Each party has a good faith obligation to renegotiate the contract if there is a need to adapt the contract to changed circumstances and the continuation of performance can reasonably be expected from the parties.
Respecting the remaining provisions of the contract,
Having regard to the prior contractual practice between the parties,
Making a serious effort to reach agreement,
Paying attention to the interests of the other side,
Producing information relevant to the adaptation,
Showing a sincere willingness to reach a compromise,
Maintaining flexibility in the conduct of negotiations,
Searching for reasonable and appropriate adjustment solutions,
Making concrete and reasonable suggestions for adjustment instead of mere general declarations of willingness,
Avoiding rushed adjustment suggestions,
Giving appropriate reasons for one’s own adjustment suggestions,
Obtaining expert advice in difficult and complex consensus proceedings,
Responding promptly to adjustment offers from the other side,
Making an effort to maintain the price-performance relationship taking into consideration the parameters regarded as relevant by the parties,
Avoiding an unfair advantage or detriment to the other side (“no profit – no loss” principle),
Prohibition on creating established facts during negotiations except in emergency situations (ban on “escalation” strategies),
Maintaining efforts to reach agreement over an appropriate length of time,
Avoiding unnecessary delays in the consensus proceedings.

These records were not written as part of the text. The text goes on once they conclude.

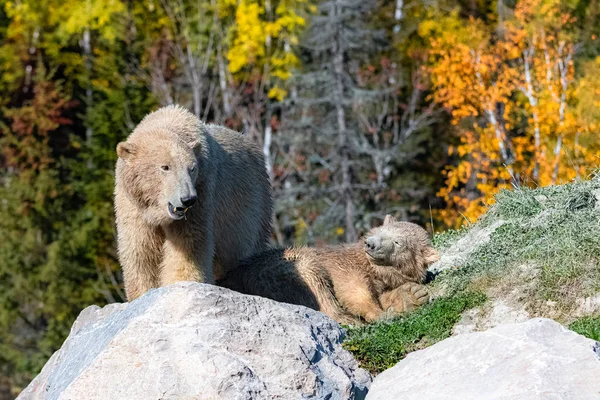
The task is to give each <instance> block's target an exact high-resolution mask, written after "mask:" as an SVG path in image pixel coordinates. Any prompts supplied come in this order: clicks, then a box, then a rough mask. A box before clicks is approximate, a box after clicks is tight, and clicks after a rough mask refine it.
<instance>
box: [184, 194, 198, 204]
mask: <svg viewBox="0 0 600 400" xmlns="http://www.w3.org/2000/svg"><path fill="white" fill-rule="evenodd" d="M196 200H198V197H197V196H196V195H191V196H188V197H182V198H181V204H183V206H184V207H191V206H193V205H194V203H195V202H196Z"/></svg>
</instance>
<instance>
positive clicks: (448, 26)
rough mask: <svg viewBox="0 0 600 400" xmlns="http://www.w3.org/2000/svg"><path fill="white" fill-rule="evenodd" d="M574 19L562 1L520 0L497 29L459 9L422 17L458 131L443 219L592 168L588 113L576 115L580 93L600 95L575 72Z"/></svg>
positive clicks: (461, 222) (451, 168)
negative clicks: (564, 7) (467, 16)
mask: <svg viewBox="0 0 600 400" xmlns="http://www.w3.org/2000/svg"><path fill="white" fill-rule="evenodd" d="M540 10H544V12H543V13H542V12H540ZM572 22H573V18H572V17H571V16H570V14H569V13H568V12H567V11H565V10H563V6H562V5H561V4H560V2H558V1H554V0H553V1H544V0H525V1H520V2H519V3H518V4H517V5H516V7H515V10H514V12H513V13H512V14H511V15H510V16H509V17H508V18H506V20H504V21H502V22H499V23H498V24H497V26H496V28H495V29H494V30H493V31H490V29H489V28H486V25H484V24H483V23H482V22H481V21H478V20H476V19H471V20H469V21H468V22H467V23H464V22H463V21H462V20H460V18H458V16H457V15H456V14H451V15H449V16H447V17H444V18H437V19H431V20H430V21H428V22H425V23H423V24H422V25H421V27H420V31H419V33H420V35H421V36H422V37H424V38H428V40H429V44H430V60H429V61H430V62H429V64H428V67H427V70H428V73H429V74H430V77H431V82H432V89H433V91H432V93H433V94H432V99H433V100H434V101H436V102H437V103H439V104H442V105H443V106H444V107H445V108H446V109H447V110H448V111H449V112H450V113H451V116H452V123H453V130H454V131H455V132H456V133H457V135H458V144H456V145H454V146H451V147H450V148H449V155H451V156H452V157H456V158H457V159H458V162H457V163H454V165H451V166H448V167H447V168H446V169H445V171H444V174H445V176H446V185H445V187H444V188H442V189H441V190H440V191H439V192H438V195H439V196H441V197H443V198H444V199H445V200H446V202H447V204H448V207H447V208H446V209H445V210H442V211H440V212H439V217H440V218H441V219H443V220H444V222H445V223H446V224H447V225H449V226H459V225H461V224H462V223H464V222H465V221H474V220H475V219H477V217H479V216H480V215H481V214H482V213H483V212H484V211H485V209H486V207H487V205H489V204H490V203H492V202H493V198H494V195H495V194H496V193H497V192H498V191H499V190H500V189H503V188H509V187H511V185H513V184H515V185H530V186H536V185H539V186H543V185H549V184H555V183H560V182H565V181H568V180H571V179H573V178H576V177H584V176H586V175H587V174H588V173H589V172H590V171H591V170H592V169H593V168H594V167H595V166H597V164H598V158H597V157H596V154H597V153H596V150H597V145H595V143H594V140H593V135H594V133H595V131H594V128H595V125H594V123H593V121H594V118H584V117H582V116H585V115H586V113H582V112H581V109H580V108H578V102H577V99H578V98H579V97H581V98H586V99H588V102H589V101H591V102H594V101H597V100H598V99H599V98H600V97H598V96H599V94H600V93H599V91H598V90H596V89H595V88H597V87H598V85H596V86H594V85H593V84H590V82H587V85H586V86H585V87H584V86H582V85H581V82H584V79H579V80H578V79H576V76H577V75H576V71H575V65H574V63H573V57H574V55H575V53H576V51H577V44H576V43H575V42H574V40H575V39H574V38H575V35H572V32H571V31H570V30H569V29H570V24H571V23H572ZM487 26H489V25H487ZM590 69H592V70H594V68H590ZM587 79H588V80H590V79H591V80H594V81H596V80H595V79H594V77H587ZM590 91H591V93H590ZM582 92H583V93H582ZM591 99H594V100H591ZM588 114H589V113H588Z"/></svg>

4 Within a given renegotiation process, none of these obligations claims sole validity. Rather, they are starting points for determining what is required of the parties in each individual case, by examining the nature of the contract and the combined effect of its provisions, and the type of risks realised.
5 The weighing-up of various factors will be subject to the principle of good faith and in particular the notions of fairness and reasonableness derived from this. Thus, a party will be subject to fewer requirements if the opposite side also makes no moves to support the negotiation process. This follows from the idea of cooperation as a distributor of legal duties, on which most of the above mentioned obligations are based. The idea of an asymmetrical distribution of information also needs to be considered when weighing-up. According to this, the obligation of one party to make its own suggestions during the renegotiation process is proportionately smaller in so far as the other party is in a better position to make progress towards a solution due to technical conditions or the distribution of risks in the contract. Timing also has a role to play in determining the negotiation obligations of the parties. So the obligation to provide concrete suggestions for a solution needs to be fulfilled to an increasingly higher standard the more the negotiations proceed.
6 A party's liability for damages arising from a breach of the duty to renegotiate can be assumed only in exceptional cases. Here too, the special legal nature of this duty should be taken into account. Merely not reaching agreement will not in itself constitute a breach of obligation. Instead, this is assumed where the non-agreement is proven to be caused by a gross breach of obligation in bad faith by the other side. This could be the case for example where proceedings are unjustifiably delayed or negotiations are intentionally obstructed or where proposals by one side are obviously rejected for other reasons than normal business judgement. Only under these circumstances can it be assumed that a reasonable person in a comparable situation would have made greater efforts.